Mario Merz was born in Milan in 1925 from a family of Swiss origin. He grew up in Turin, where he attended the Faculty of Medicine. During the war he abandoned his studies and joined the anti-fascist Justice and Freedom movement.
Arrested in 1945, he spent a year at the New Jails. In this period he experimented continuous line drawings produced without ever lifting the pencil from the paper.
After Italy’s Liberation from fascism, he decided to devote himself full time to painting, gaining an abstract-expressionism style, which soon led him to adopt the Informal one. His first solo exhibition dates back to 1954, at the La Bussola gallery in Turin.
In the mid-sixties he began to move away from painting to experiment different materials, such as neon tubes, iron, wax and stone, with which he created the first three-dimensional assemblages, ie the volumetric paintings.
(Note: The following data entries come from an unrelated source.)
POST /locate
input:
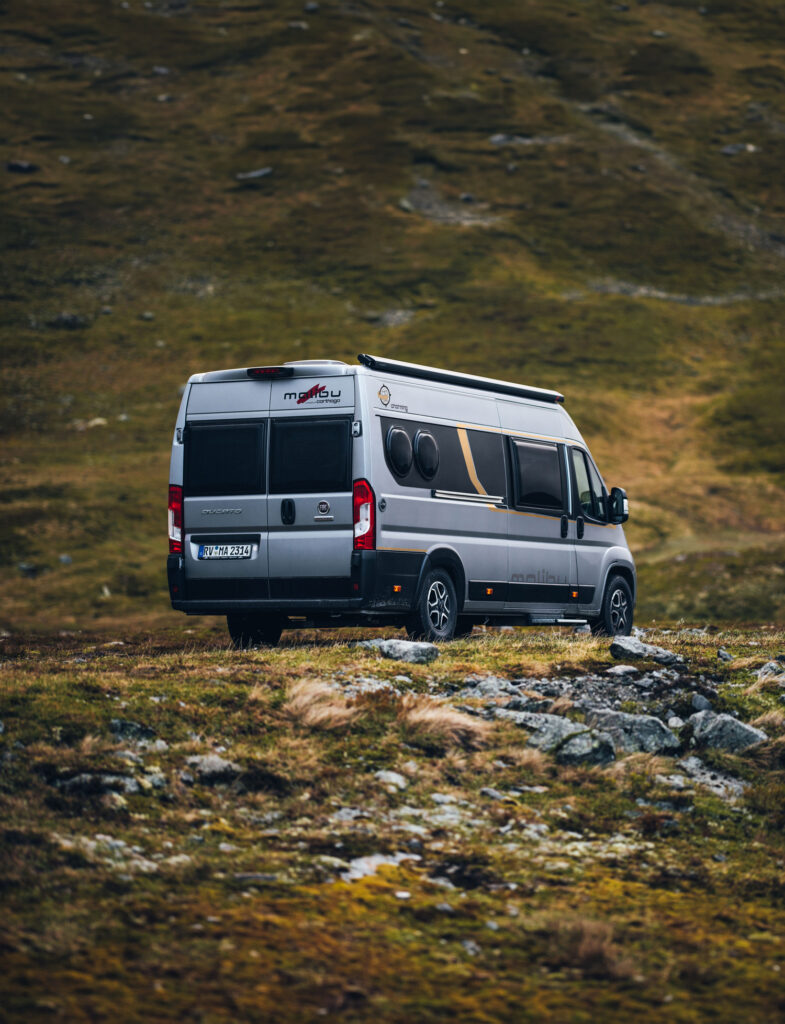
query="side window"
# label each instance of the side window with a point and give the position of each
(537, 472)
(582, 486)
(598, 494)
(590, 487)
(444, 458)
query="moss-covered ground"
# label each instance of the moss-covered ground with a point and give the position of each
(573, 894)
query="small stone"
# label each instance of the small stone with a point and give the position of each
(492, 794)
(124, 728)
(635, 733)
(403, 650)
(633, 647)
(22, 167)
(392, 778)
(260, 172)
(724, 731)
(69, 322)
(213, 769)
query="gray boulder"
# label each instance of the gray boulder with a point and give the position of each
(587, 748)
(772, 669)
(622, 647)
(416, 652)
(634, 733)
(724, 731)
(570, 742)
(212, 769)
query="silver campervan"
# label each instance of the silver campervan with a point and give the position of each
(321, 494)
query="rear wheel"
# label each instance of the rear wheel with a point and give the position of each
(254, 630)
(435, 613)
(616, 613)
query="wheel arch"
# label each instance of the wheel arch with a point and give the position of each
(626, 573)
(445, 558)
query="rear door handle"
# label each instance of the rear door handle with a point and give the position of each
(288, 511)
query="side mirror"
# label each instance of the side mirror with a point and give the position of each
(619, 506)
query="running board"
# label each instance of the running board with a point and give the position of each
(553, 621)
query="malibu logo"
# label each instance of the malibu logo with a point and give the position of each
(318, 394)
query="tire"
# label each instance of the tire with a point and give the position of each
(435, 614)
(616, 613)
(249, 630)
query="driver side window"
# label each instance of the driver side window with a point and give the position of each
(589, 486)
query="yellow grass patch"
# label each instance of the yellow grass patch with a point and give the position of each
(429, 718)
(316, 706)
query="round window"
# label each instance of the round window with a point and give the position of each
(399, 451)
(427, 454)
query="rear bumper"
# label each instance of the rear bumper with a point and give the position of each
(380, 582)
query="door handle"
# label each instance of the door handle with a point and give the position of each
(288, 511)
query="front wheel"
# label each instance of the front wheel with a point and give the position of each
(250, 630)
(435, 613)
(616, 613)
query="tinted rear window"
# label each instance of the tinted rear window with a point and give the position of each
(310, 456)
(223, 459)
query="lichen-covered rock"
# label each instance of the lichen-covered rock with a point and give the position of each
(724, 731)
(89, 783)
(547, 730)
(415, 651)
(635, 733)
(212, 769)
(587, 748)
(622, 647)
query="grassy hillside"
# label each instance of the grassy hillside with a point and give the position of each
(502, 884)
(580, 195)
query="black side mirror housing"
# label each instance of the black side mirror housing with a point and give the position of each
(619, 506)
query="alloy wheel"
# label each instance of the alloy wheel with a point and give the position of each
(438, 605)
(619, 610)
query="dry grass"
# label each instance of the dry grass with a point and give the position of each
(429, 719)
(587, 945)
(646, 765)
(771, 721)
(316, 706)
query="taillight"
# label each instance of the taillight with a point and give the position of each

In the same years he took part in the Poor art exhibitions together with Michelangelo Pistoletto, Giuseppe Penone, Luciano Fabro and others, becoming a reference point for the group.
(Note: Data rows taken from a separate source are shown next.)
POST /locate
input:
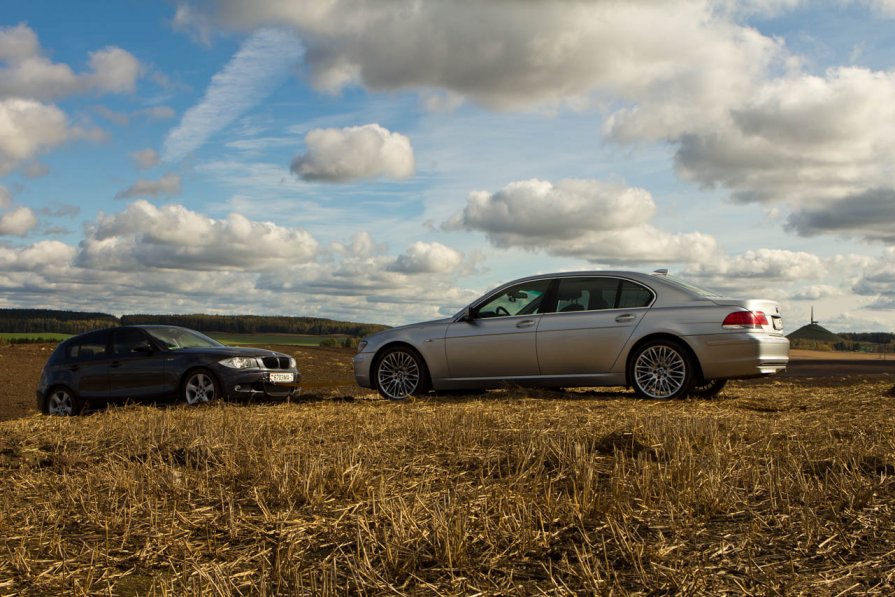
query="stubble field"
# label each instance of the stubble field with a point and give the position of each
(779, 487)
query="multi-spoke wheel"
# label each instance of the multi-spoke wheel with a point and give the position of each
(400, 372)
(200, 386)
(707, 389)
(61, 402)
(661, 369)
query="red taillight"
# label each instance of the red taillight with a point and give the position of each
(745, 320)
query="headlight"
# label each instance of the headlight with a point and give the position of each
(241, 363)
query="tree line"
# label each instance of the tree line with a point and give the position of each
(36, 321)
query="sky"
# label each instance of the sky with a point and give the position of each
(389, 161)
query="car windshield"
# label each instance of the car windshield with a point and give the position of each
(176, 338)
(692, 287)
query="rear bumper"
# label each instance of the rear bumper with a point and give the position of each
(742, 355)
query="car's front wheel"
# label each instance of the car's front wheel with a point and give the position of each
(661, 369)
(400, 372)
(61, 401)
(200, 386)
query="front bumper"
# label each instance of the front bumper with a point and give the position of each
(254, 383)
(740, 355)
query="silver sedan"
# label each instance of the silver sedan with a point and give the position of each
(660, 335)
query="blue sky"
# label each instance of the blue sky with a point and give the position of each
(389, 161)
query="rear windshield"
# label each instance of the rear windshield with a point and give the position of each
(698, 290)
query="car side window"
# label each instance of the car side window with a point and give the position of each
(91, 346)
(522, 299)
(127, 342)
(585, 294)
(634, 296)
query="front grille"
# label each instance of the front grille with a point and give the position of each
(276, 362)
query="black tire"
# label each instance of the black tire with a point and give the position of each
(661, 369)
(400, 372)
(61, 401)
(200, 386)
(707, 388)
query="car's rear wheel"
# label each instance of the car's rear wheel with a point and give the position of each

The wind of renewal of ’68 involved him quite soon: Merz started to depict the student’s protest slogans with neon lights.
In recent years his research is also aimed at archetypal structures such as igloos, created with different materials. From 1970 onwards he used the Fibonacci sequence, made with neon lights as a symbol of the energy within the matter and the organic growth.
Next to it, the “table” appears. From the middle of the decade onwards, it became part of complex installations in which fruit and vegetables stood out and, abandoned to their natural course, introduced a dimension of time into his works.
Mario Merz and the return to painting
Between the second half of the seventies and the eighties the artist was again engaged in painting: on his large canvases archaic animals such as crocodiles, rhinos and iguanas appeared.
However, he never abandoned the three-dimensional elements: to igloo, fagots, neon numbers, tables and vegetables were added packs of newspapers. Among the most prestigious exhibitions in which he participated there are: the Venice Biennale (1976, 1978, 1986 and 1997) and Documenta IX Kassel (1992).
Founded in 2005, the Merz Foundation, manages an exhibition space of 1400 square meters of the homonymous archive, consisting of 1000 volumes and a specialized library with 4000 publications).